05/03/2014

Paul Éluard et les images

1303718785_paul-eluard.jpgAu moment de visiter l’exposition consacrée il y a quelque temps à Évian à Paul Éluard, je me suis dit qu’il me fallait connaître un peu mieux les poètes surréalistes, et j’ai acheté son recueil appelé Le Livre ouvert (1938-1944); je dois dire que je n’ai pas été enthousiasmé. Les images sont belles, chatoyantes, mais souvent abstraites, incompréhensibles, et quand on fait l’effort de les comprendre, on est de mon point de vue souvent déçu: elles n’illustrent que des idées banales, des pensées sur les belles femmes qui consolent les hommes, ou des pauvres qui vivent une vie difficile dans la société.
 
Pour moi l’image poétique doit ouvrir sur un mystère au sens propre: elle donne à voir ce qui, étant situé au-delà de l’entendement et des sens, ne peut pas s’exprimer autrement.

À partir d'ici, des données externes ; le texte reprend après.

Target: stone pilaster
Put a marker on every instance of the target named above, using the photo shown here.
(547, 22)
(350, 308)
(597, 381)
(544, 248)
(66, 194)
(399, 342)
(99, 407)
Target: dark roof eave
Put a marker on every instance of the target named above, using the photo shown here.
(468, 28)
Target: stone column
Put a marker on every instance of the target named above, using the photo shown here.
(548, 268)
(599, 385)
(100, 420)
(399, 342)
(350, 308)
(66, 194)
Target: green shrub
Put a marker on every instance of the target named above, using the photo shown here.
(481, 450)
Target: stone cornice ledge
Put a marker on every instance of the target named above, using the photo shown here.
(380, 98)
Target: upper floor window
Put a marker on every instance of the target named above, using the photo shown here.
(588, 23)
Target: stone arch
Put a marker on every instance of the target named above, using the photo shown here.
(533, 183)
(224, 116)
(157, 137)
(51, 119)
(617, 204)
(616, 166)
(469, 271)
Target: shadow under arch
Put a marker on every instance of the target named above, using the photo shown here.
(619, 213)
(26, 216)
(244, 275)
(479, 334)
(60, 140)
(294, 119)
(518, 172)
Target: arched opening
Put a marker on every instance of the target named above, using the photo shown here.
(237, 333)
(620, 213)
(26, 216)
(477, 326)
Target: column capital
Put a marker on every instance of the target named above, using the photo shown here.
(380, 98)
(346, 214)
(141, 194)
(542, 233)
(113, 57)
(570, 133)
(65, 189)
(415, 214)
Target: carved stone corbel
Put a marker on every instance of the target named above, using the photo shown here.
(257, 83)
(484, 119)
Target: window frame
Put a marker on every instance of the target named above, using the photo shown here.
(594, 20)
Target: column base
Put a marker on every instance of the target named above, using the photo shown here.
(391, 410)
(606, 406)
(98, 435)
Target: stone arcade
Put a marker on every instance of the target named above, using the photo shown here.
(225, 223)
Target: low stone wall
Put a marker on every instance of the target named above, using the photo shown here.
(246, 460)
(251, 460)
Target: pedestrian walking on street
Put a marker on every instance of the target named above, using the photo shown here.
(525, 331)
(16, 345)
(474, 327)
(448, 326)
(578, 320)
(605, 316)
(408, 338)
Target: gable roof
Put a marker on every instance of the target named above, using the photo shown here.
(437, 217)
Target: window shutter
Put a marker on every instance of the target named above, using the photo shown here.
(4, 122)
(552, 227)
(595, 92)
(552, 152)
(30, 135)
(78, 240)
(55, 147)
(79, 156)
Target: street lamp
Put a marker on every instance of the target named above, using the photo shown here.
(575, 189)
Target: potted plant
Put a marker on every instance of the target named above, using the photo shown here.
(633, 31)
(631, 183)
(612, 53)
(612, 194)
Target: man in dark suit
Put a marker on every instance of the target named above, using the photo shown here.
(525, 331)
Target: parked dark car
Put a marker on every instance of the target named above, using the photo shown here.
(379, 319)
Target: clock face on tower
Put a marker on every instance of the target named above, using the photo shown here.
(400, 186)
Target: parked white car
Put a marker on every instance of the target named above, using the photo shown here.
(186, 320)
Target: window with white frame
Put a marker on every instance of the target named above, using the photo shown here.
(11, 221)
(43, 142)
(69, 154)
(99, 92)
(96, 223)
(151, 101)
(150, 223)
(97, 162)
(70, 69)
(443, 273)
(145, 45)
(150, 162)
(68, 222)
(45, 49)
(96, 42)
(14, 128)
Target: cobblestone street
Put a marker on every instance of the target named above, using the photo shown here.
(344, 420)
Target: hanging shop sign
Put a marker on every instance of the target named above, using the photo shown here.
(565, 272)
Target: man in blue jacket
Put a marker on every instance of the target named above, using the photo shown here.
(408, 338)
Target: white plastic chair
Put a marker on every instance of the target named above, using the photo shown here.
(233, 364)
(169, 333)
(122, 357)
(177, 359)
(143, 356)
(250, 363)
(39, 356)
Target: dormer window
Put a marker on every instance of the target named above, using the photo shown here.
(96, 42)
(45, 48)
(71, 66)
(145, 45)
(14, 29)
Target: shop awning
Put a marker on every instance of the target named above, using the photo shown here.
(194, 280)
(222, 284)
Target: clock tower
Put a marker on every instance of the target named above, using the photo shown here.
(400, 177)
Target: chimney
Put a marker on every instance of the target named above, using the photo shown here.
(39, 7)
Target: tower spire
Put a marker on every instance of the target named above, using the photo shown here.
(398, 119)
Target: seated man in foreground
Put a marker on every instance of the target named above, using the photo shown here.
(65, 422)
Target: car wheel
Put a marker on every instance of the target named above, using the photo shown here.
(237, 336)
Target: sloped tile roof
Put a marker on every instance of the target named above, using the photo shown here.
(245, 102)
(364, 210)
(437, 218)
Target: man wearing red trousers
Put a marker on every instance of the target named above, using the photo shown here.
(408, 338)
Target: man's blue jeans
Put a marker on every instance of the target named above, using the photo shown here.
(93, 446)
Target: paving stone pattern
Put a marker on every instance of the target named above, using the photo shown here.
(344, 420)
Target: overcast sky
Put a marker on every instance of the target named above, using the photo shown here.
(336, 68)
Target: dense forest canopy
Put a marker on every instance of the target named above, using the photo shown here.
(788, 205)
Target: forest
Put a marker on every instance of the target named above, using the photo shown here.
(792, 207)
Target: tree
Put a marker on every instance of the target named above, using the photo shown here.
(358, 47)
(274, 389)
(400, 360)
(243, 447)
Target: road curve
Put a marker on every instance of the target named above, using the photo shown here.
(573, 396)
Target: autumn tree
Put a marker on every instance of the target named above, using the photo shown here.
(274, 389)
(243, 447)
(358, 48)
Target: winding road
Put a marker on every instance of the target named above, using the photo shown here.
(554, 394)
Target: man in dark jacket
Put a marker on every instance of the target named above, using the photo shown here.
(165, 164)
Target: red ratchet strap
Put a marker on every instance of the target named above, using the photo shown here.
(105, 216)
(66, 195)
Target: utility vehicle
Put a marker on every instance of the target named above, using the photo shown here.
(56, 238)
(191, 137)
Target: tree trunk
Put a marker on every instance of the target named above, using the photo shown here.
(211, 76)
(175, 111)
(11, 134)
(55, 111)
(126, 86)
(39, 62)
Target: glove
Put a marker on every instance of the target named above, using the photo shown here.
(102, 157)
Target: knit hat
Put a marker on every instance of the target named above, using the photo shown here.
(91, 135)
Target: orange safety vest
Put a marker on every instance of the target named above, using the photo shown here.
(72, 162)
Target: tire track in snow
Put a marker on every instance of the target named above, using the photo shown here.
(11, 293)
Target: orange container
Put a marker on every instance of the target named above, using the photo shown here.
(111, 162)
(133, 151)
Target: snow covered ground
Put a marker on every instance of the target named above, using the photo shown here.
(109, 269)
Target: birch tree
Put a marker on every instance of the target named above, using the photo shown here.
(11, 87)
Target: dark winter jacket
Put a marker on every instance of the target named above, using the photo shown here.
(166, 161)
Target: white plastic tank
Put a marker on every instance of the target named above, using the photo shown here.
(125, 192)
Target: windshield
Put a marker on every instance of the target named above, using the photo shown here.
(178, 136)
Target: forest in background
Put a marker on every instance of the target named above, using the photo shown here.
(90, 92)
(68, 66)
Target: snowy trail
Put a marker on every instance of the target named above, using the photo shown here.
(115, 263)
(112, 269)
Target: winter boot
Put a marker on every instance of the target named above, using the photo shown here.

Chez Éluard, j’ai eu le sentiment qu’elle était de la rhétorique.
 
Le surréalisme lui a certainement permis d’en renouveler les figures, mais il n’a pas ouvert sur un monde véritablement autre: les métaphores invraisemblables qu’il accumule ne renvoient qu’à des objets qui n’ont rien d’inaccessible, et n’illustrent que des sentiments ardents en leur faveur; l’effet en est une simple tendance à l’idéalisation, au grossissement. Nul pressentiment du divin, chez Éluard, n’a suscité ces images, mais une volonté d’exprimer pleinement des idées personnelles. Or je suis assez d’accord avec François de Sales lorsqu’il affirme que les sentiments intenses en réalité s’adressent au suprasensible pour trouver plutôt dérisoire une inventivité qui n’exprime que des sentiments relatifs à du sensible.
 
Il peut parler d’une femme - son sujet préféré - comme d’un être supérieur:
 
wonder-woman11.jpgUne fille volante
Descend vers moi très lentement
Dans le vent elle chante à peine
 
Cela ne renvoie à aucun être enchanté au sens propre, mais seulement à une impression traduite par une forme d’hallucination: la fille qui est venue vers lui ne volait pas, même s’il était galant de le dire, même si on pouvait être ému par cette forme d’idolâtrie s’adressant aux dames. La preuve en est qu’il ajoute:
 
Ne croyez pas qu’elle ait des ailes
 
Ce n’est donc pas un ange à visage de femme! Juste une de ces cristallisations dont parle Stendhal, et qu'il est sentimental de faire semblant de prendre au sérieux.
 
Il est pour moi difficile de faire pareil, même si ses images ont de la lumière et de la légèreté, et qu'elles envoûtent: leur auteur avait du talent. Mais je ne vois pas en leur sein ce qu’André Breton disait chercher, la présence des Grands Transparents: la transparence est trop grande, ou je n’ai pas l’œil assez fin.
 
Il est quand même triste que ce poète qui passe pour l’un des meilleurs de sa génération me laisse de glace. Mais ce sont des choses qui arrivent.